Five studies have tested CPAP treatment for mild OSA. It works in some people, compliance is a huge issue, but it seems to be quite difficult to predict who will benefit. The net benefit to a population given this treatment seems unconvincing to me. One of the things I would like to do is work out who in this large mild group benefits the most. It's not in my study but I'd also like to see whether hypertensive mild OSA patients benefit in terms of BP from CPAP. The australian study had too few of these- but it looked as though it might work.

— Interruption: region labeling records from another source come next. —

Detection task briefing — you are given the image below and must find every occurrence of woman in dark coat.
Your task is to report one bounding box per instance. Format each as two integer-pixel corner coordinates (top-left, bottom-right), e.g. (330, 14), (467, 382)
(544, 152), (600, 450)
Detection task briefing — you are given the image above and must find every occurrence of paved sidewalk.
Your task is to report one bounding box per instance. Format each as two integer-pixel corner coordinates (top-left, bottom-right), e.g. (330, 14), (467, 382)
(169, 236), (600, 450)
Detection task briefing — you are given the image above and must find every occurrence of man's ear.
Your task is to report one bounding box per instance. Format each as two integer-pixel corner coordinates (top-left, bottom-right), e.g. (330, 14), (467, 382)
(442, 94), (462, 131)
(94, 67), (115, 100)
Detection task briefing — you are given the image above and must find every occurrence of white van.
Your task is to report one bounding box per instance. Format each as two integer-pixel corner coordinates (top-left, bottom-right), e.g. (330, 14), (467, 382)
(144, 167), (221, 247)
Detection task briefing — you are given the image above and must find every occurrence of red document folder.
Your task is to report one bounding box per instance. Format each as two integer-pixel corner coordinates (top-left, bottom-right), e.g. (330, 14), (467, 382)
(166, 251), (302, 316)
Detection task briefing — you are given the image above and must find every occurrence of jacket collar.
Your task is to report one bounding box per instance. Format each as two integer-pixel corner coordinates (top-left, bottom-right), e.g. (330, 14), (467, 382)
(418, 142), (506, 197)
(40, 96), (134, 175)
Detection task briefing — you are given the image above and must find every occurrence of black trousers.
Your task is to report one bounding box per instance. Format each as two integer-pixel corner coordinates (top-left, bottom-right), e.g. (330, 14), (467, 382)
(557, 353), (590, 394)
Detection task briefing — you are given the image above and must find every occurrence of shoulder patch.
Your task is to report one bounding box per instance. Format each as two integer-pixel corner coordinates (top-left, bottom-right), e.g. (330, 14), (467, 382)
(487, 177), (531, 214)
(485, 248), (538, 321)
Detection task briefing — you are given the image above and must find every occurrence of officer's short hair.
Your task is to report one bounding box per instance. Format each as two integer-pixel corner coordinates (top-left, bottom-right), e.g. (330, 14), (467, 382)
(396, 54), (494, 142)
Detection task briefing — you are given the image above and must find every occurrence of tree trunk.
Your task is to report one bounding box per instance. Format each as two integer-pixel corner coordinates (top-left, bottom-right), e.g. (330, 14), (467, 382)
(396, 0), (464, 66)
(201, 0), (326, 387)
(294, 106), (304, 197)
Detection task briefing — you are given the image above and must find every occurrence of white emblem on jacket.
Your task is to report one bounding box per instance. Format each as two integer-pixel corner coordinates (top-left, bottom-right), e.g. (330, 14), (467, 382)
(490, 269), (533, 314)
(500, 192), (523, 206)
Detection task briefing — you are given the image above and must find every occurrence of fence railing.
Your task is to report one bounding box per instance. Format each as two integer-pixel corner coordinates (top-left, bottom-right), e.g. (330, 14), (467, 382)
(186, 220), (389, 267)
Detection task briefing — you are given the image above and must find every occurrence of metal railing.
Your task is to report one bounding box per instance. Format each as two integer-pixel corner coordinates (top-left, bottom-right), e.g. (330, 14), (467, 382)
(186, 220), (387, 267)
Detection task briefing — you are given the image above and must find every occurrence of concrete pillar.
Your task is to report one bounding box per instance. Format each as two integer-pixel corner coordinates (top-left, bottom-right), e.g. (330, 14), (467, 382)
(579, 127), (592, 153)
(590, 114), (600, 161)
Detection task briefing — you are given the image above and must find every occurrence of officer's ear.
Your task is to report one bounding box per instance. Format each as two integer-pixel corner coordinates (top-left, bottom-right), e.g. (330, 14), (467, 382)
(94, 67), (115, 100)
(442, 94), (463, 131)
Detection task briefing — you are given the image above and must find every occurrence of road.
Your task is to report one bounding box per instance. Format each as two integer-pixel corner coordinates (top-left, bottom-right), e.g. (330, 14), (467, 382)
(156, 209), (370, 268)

The dose response relationship between AHI and Motor Vehicle accidents is a bit weird in the Wisconsin cohort. Across both genders there is a dose response relationship between AHI and multiple MVAs (2.9 snorers, 3.1 AHI 5-15, 7.3 AHI>15- Young et al. Sleep 1997). But in Yes/No accidents and within the genders the picture is pretty muddy. Dose response relationships have been shown in two other studies in clinical populations with controls. They show that a mild-moderate group do not show increased risk of MVAs compared to controls or to state averages (maybe some sort of exponential type function??). It could be tah safe female drivers bringing this down (again perhaps??).

The weight loss point I fully accept- easier said than done. Our group has seen effective SDB control with weight loss (surgical intervention required- as you point out). I'm just worried about everything else that goes with obesity and the fact we're just getting so fat in parts of the western world.